At the United Way of Greater Atlanta, we’re committed to ensuring young adults have the tools to build a brighter future. According to the Georgetown Center on Education and the Workforce, 65 percent of all jobs will require postsecondary education and training beyond high school. Education and training programs can help young people gain these skills. Work-based learning programs can teach non-cognitive skills, provide valuable guidance and effective interventions to help establish core work-related skills. To date, we have connected over 10,000 youth to education and employment opportunities.
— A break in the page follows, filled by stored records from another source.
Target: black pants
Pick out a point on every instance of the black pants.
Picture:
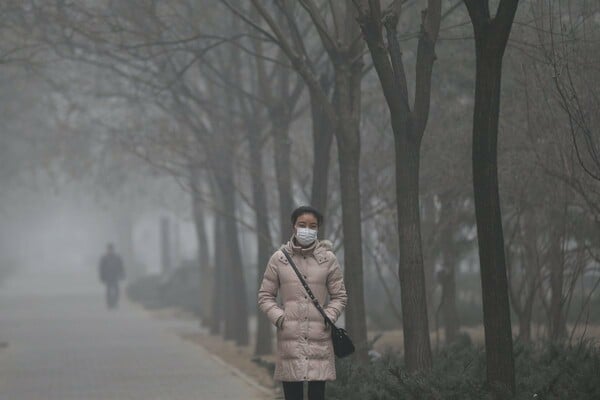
(295, 390)
(112, 294)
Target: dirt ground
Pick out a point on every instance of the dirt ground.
(257, 369)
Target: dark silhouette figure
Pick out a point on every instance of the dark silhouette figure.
(111, 271)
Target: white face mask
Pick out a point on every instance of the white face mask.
(306, 236)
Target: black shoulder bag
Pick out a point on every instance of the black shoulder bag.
(342, 344)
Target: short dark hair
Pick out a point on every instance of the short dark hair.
(307, 210)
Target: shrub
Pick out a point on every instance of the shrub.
(543, 373)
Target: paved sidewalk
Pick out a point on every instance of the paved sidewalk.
(69, 347)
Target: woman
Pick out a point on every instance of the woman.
(304, 348)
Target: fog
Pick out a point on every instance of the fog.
(152, 155)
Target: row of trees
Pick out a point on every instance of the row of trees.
(220, 96)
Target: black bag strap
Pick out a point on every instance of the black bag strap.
(307, 288)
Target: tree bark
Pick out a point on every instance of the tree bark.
(491, 36)
(558, 329)
(236, 322)
(408, 128)
(347, 81)
(322, 140)
(219, 302)
(264, 333)
(283, 173)
(203, 255)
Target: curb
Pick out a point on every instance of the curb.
(236, 371)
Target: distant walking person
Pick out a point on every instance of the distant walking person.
(111, 272)
(304, 347)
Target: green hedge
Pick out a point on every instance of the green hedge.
(543, 373)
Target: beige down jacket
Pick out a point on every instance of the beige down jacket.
(304, 348)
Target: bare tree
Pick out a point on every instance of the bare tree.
(491, 37)
(409, 127)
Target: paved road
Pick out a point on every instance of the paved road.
(66, 346)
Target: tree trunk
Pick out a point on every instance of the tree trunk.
(496, 308)
(203, 256)
(322, 140)
(283, 171)
(264, 331)
(236, 323)
(558, 328)
(347, 82)
(417, 347)
(219, 300)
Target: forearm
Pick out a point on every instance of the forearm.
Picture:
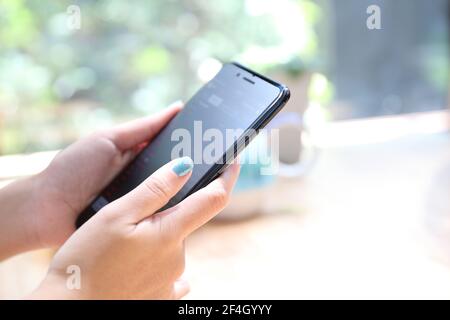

Now, we’re turning the tide and working to become a national model for how best to drive transformational change in addressing the multi-layered issue of youth employment. United Way has a vision to build out a Youth Apprenticeship System called CareerReady ATL focused on creating multiple pathways to economic well-being for Black, Hispanic and other youth of color and developing the talent pipeline to meet the needs of our diverse industries. And we know this initiative is necessary – based on our Child Well-Being Index, a young person’s zip code is a greater predictor of our children’s future achievements, earnings, and life expectancy than their talent, hard work, or other factors. Our goal is to create 4,000 high-quality Youth Apprenticeship opportunities within the Greater Atlanta region.

Our efforts are intentionally building programs that reach into our schools and create pipelines to good jobs through pre-apprenticeship and apprenticeship programs connected to high demand industries that pay family sustaining wages. We are building a comprehensive workforce development initiative that will create sustainable career pathways with youth at the center. “The COVID pandemic has changed the game all the way around, from the way that we do work, to the way that we provide youth development services, including the way that we do apprenticeships. It gave us a social impetus and a drive to be able to look at marginalized youth, those furthest from opportunity, to have the networks to help support their success and progression into a career”, according to John Helton, Executive Director of Atlanta CareerRise and a close partner with United Way in the youth apprenticeship space. “The pandemic has created a drive and awareness and willingness to energize resources around this group of youth.”

This is a pivotal moment for positive impact of the future economic and community well-being in metro-Atlanta through changing the trajectory for youth and young adults. So, they choose the future they want to see for themselves and their community.